Take a look at our list of five simple ways to maximize your income tax refund this year.
Create your emergency fund
This tip would be for those who may be just starting out on their journey to improving their finances. If you haven’t yet done this, make sure you set aside a minimum of $1,000 in a rainy day account. We personally prefer to stretch this to $1,500, and suggest you place these funds in either a simple interest bearing savings account in a completely separate credit union/bank than your primary checking, or in a long-term CD (12 months or more). You are not putting this money aside to make money, but rather to truly remove it from the possibility of spending it as you build a savings habit.
Pay down your debt
Our personal favorite plan of action for the tax refund is to throw it on a pile of your existing debt. Don’t overthink which credit card or loan should receive the funds, simply select the method that makes the most sense for you – the debt snowball or debt avalanche. Our preference is the debt snowball, where you pay down debts from smallest to largest, and if you have not yet built up the savings muscle and self-control muscle in relation to revolving credit, cut up your card or restrict additional purchases from occurring after the pay off.
Beef up your savings
If your unsecured debt is wiped out, consider leveraging your tax refund to fully fund your emergency savings account. A fully-funded account in our view is at least four(4) months of your living expenses, although we suggest stretching to eight(8). If you already have that in place, earmarking these funds for your retirement could be a great option.
Pay down the principal
Some of our readers are at this point in their personal finance journey, where any excess funds can be applied to paying down the principal balance of their primary residence. We only suggest this if the above steps are already accomplished, however by throwing a few extra thousand dollars on the principal of your mortgage, you accelerate the time of being debt free.

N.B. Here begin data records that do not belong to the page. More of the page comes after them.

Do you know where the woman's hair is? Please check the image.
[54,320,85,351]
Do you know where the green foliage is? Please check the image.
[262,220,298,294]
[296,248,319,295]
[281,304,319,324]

Give a little, then treat yourself
This could be a great time to donate to your favorite charity, or provide a little extra at your local church. Once you have practiced generosity, don’t feel bad about spending a little on yourself. If you have your emergency fund in place, have your savings and retirement funded, paid off your unsecured, non real estate debt, and experienced the joy of giving, then buying something nice for yourself is in order. You should be proud of your accomplishments, as you are headed in the right direction!